Common problems in pre-processing data so software can work with it

Based on structured interviews with a small, convenience sample of seven visual analysts, the authors of an academic paper [Source: Victoria Lemieux et al., Meeting Big Data challenges with visual analytics, Records Mgt. J. 24(2), July 2014 at 127] identified these themes in difficulties with pre-processing data.  I have added a gloss to each one.

• Unavailability of data [you can’t locate data or it was never compiled in the first place]

• Fragmentation of data  [locating relevant data distributed across multiple databases, database tables and/or files is  very time-consuming]

• Data quality [whoever gathered the information made mistakes or recorded something that has to be converted into a zero or a missing value indicator, or included extra spaces, for example]

– Missing values [it is not clear whether there were in fact no expenses on the matter or whether the person who recorded the data did not know the amount of the expenses]
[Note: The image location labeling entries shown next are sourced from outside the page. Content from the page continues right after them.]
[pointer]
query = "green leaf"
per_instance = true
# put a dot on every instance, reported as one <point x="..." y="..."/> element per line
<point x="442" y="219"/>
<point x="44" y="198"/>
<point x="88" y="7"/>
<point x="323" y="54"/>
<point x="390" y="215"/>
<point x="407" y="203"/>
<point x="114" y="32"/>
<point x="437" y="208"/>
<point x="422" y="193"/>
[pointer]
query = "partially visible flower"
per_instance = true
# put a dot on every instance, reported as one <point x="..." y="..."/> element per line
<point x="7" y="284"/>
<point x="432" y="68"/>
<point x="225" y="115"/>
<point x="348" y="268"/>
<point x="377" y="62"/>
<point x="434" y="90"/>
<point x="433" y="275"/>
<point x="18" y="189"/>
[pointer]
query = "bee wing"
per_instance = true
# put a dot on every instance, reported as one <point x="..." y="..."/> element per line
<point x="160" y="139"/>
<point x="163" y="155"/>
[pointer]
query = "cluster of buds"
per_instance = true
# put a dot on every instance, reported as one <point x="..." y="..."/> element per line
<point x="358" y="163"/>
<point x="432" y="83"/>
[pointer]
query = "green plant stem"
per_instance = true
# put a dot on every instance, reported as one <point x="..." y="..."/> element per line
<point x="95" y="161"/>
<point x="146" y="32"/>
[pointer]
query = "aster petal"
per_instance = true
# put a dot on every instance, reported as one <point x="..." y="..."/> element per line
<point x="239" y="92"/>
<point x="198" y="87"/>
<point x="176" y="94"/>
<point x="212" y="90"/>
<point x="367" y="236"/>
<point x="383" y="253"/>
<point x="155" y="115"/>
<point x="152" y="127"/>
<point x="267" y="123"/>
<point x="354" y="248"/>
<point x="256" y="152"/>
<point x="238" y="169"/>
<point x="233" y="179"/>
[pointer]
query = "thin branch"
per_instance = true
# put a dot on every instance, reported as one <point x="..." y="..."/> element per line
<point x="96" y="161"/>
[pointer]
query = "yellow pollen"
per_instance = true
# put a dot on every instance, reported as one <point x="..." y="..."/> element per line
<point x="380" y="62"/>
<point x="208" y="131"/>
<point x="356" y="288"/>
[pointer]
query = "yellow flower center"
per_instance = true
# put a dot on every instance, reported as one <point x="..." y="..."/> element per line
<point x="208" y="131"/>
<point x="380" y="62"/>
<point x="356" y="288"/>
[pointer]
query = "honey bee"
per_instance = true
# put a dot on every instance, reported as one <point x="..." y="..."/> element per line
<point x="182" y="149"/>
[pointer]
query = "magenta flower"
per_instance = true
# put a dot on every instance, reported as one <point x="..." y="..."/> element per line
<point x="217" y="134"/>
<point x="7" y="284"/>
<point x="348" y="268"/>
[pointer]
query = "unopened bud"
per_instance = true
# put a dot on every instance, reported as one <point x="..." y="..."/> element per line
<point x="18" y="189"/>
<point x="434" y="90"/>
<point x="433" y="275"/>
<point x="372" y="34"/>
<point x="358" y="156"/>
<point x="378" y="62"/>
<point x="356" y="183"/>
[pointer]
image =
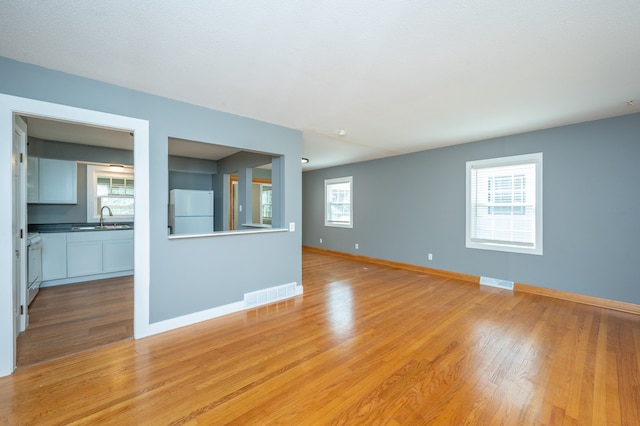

– Data format [dates are notorious for being May 16, 1962 in one record, 05/16/62 in another, 05/16/1962 in a third and all kinds of other variations that require being standardized]

– Need for standardization [for example, some numbers have decimals, some have leading zeros, some are left justified with spaces at the right, some have commas, and so on]

• Data shaping [for example, in the R programming language the most common package to create plots is called “ggplot2”.  When you use it, the data ideally is in what is called “long form,” so you might need to shape the data before you plot it]

– For technical compatibility [perhaps this means that data stored as comma separate values (.csv), for example, might need to be in Access database structure for Access to work]

– For better analysis [it may be that the way the data was read into memory stored a variable as character strings whereas the data scientist wants that variable to be a factor that has a defined number of levels]

• Disconnect between creation/management and use [the general point could be that someone in the law firm tracks something, but it is not useful beyond a narrow purpose]

• Record-keeping [this may refer to the important step of keeping a record of each step in the data collection and cleaning, i.e, reproducibility of research]

– General expression of need for record-keeping [perhaps a firm-wide or law department-wide statement or policy that data has value and we need to shepherd it]

– Version control [keeping track of successive iterations of the software that works on the data]

Analytic software requires curating before it can proceed reliably

A column in Met. Corp. Counsel, Sept. 2016 at 21 by David White, a director at AlixPartners, starts with three paragraphs on the severity of anti-corruption risks to U.S. companies that do business abroad and the associated huge variety and volume of documents and records that might have to be analyzed to respond to regulators.  Data analytics to the rescue!

White continues: “Unlike their traditional counterparts, newer analytic systems based on big data technologies, predictive analytics and artificial intelligence are not bound by upfront data transformations and normalization requirements …” [emphasis added].

In my experience, analytical software inevitably requires the data fed to it to be formatted cleanly in ways that it can handle.  For example, dollars signs can’t be included, currencies need to be converted, dates need a consistent format, missing numbers or problematic outliers need to be dealt with – these and other steps of “upfront data transformations and normalization” are often manual, require human judgment, and can take hours of thoughtful attention.  Moreover, the data doctor ought to keep track of all the steps in the clean up.